Horizon Zero Dawn is already one of the best games of 2017 thanks to a gorgeous open world, pitch-perfect combat (against robot dinosaurs!), and an enticing mystery. Even though Horizon’s ending answered all the questions surrounding Aloy’s past, players still want more of the intriguing post-apocalyptic world she inhabits – and Guerrilla is all too happy to oblige. Just in time for winter, The Frozen Wilds adds a large snowy region, along with new secrets to uncover and mechanical beasts to slay. While not a massive or vital expansion, The Frozen Wilds provides a welcome reason to delve back into the hunt.
The Frozen Wilds seamlessly slots into Aloy’s journey, opening up a sizable new region in the northeast corner of the map. This area is home to the Banuk, the isolated and nomadic tribe that strikes a balance between hunting the world’s robotic animals (like everyone else in the game) and revering them. The Banuk didn’t get a lot of screen time in the base game, and The Frozen Wilds shines a spotlight on what turns out to be the most interesting faction in the series.
Upon entering the region, Aloy is immediately ensnared in the Banuk’s plight; new breeds of stronger machines are emanating from an ominous mountain known as Thunder’s Drum, and the tribe’s attempt to take it back has ended in heavy losses. Aloy takes it upon herself to find out what’s happening inside the mountain (the Banuk don’t care much for help from outsiders), a quest that also promises more information on her shady business partner, Sylens. While it has some loose ties to the main narrative, The Frozen Wilds mostly contains its own mysteries and lore. The core story missions aren’t particularly long (you embark on about a half-dozen missions), but they take you on a well-paced narrative, and new acquaintances like the tribal chieftain Aratak and the machine-communing shaman Ourea defy common character tropes. Aloy’s allies are also better integrated into the gameplay, accompanying her on several missions and evolving with the story.
The Frozen Wilds’ side missions and errands are also worth undertaking, and offer better rewards than in the main game. By helping various Banuk tribe members, you can attain new outfits and weapons, including the flamethrower-like forgefire and electricity-spewing stormslinger. A separate side-quest chain allows you to upgrade these new weapons into formidable tools of destruction; the forgefire in particular can quickly melt through the HP bars of enemies if you’re brave enough to stand toe-to-toe with them, and an alternate attack allows you to lob fireballs from a distance. You’re still limited to four slots on your weapon wheel, but I happily made room for the new arsenal, even if arrows are still your main attack method. Even without the rewards, I was once again compelled to track down and read all the new collectible data files that The Frozen Wilds adds, a testament to Guerrilla’s expertise in world-building.
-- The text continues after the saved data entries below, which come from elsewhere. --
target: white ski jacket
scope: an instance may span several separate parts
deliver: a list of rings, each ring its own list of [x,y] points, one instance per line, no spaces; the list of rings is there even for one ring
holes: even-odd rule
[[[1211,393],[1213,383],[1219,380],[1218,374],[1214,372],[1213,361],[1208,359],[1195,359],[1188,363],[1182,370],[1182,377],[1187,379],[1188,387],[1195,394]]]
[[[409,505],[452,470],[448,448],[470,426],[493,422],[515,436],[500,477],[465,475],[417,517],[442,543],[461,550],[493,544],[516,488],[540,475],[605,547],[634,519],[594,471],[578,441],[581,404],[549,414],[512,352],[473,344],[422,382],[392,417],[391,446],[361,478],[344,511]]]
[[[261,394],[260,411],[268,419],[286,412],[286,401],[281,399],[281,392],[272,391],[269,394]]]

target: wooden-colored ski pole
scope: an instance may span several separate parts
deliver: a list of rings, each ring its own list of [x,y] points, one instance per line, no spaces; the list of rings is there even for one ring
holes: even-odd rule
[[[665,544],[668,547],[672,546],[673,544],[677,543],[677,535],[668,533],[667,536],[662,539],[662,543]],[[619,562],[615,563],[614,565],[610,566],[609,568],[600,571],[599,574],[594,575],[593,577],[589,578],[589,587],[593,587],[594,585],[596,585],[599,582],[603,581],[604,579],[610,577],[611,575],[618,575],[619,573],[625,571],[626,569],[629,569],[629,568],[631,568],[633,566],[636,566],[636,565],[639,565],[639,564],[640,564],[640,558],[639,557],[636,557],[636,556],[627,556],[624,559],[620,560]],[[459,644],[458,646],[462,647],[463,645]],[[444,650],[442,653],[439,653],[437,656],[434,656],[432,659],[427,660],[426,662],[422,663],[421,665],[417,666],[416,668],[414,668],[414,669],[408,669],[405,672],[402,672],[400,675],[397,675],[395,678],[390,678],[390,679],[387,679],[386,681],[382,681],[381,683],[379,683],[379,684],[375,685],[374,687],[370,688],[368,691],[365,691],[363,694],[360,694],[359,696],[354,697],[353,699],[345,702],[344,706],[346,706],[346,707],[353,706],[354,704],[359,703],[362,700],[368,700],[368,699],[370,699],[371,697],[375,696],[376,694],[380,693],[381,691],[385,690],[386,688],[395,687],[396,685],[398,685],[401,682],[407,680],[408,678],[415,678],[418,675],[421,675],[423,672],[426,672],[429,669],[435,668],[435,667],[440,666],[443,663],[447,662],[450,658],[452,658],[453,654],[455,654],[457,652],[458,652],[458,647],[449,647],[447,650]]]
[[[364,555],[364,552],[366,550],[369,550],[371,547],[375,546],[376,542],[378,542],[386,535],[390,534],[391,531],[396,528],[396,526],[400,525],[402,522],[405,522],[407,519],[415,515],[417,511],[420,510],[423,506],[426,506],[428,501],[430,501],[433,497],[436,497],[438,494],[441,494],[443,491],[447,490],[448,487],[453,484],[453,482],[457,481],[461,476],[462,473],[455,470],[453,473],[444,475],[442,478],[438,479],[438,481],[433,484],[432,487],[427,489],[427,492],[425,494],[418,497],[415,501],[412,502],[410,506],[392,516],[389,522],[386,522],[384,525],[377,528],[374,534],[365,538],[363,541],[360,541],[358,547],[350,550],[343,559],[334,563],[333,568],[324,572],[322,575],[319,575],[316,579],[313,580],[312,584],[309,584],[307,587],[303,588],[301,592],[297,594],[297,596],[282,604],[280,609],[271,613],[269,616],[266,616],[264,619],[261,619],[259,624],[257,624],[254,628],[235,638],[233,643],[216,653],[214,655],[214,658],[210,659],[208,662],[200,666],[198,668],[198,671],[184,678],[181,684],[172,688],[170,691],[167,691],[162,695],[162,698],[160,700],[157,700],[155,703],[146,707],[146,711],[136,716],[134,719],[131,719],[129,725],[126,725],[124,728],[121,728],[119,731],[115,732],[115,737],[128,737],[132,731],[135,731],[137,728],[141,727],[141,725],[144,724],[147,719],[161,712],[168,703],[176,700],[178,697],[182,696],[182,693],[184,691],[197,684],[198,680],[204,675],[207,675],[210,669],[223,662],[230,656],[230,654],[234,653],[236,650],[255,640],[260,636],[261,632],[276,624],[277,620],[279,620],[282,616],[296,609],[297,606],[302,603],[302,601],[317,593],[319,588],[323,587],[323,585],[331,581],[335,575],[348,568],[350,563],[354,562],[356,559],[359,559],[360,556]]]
Guerrilla also succeeds in creating a visually stunning locale to explore. What The Frozen Wilds lacks in environmental variety (I hope you like snow) it makes up for in focus. You can practically feel the chill of the inhospitable snowscapes Aloy explores, which reverberates in the Banuk’s culture and their struggle for survival. You can also discover a few more geographic landmarks which root Horizon in the real world, another fun aspect that drove exploration in the main game.
Unfortunately, you mostly face familiar foes in The Frozen Wilds’ new environment. The expansion only introduces two new mechanical beasts: the canine-like scorcher and the bearlike frostclaw (plus a fireclaw variant). A new enemy-buffing tower is also added to the mix, along with tougher “daemonic” versions of the main creatures. The scorcher and frostclaw are formidable additions to the food chain, and offer some great, end-game-worthy showdowns during The Frozen Wilds’ story missions. In contrast, the other battles in Horizon’s new region feel like more of the same.
The new skill tree is also disappointing. Most of the new abilities are focused on allied machines, which were underused in the main game. However, boring abilities like scavenging supplies while riding a mount and three(!) skills devoted to machine repair aren’t going to change that. A few other skills offer quality-of-life upgrades like more inventory space or the ability to break down mods and resources for cash, but they are all largely inconsequential.
Ultimately, The Frozen Wilds is a welcome addition to Horizon. The mysteries residing in Thunder’s Drum may not reach the same heights as the main game, but they are a great reminder of how wonderful and compelling Horizon is. The Frozen Wilds doesn’t reinvent Guerrilla’s new hit game, but I’ll gladly accept the excuse to jump back into Aloy’s world.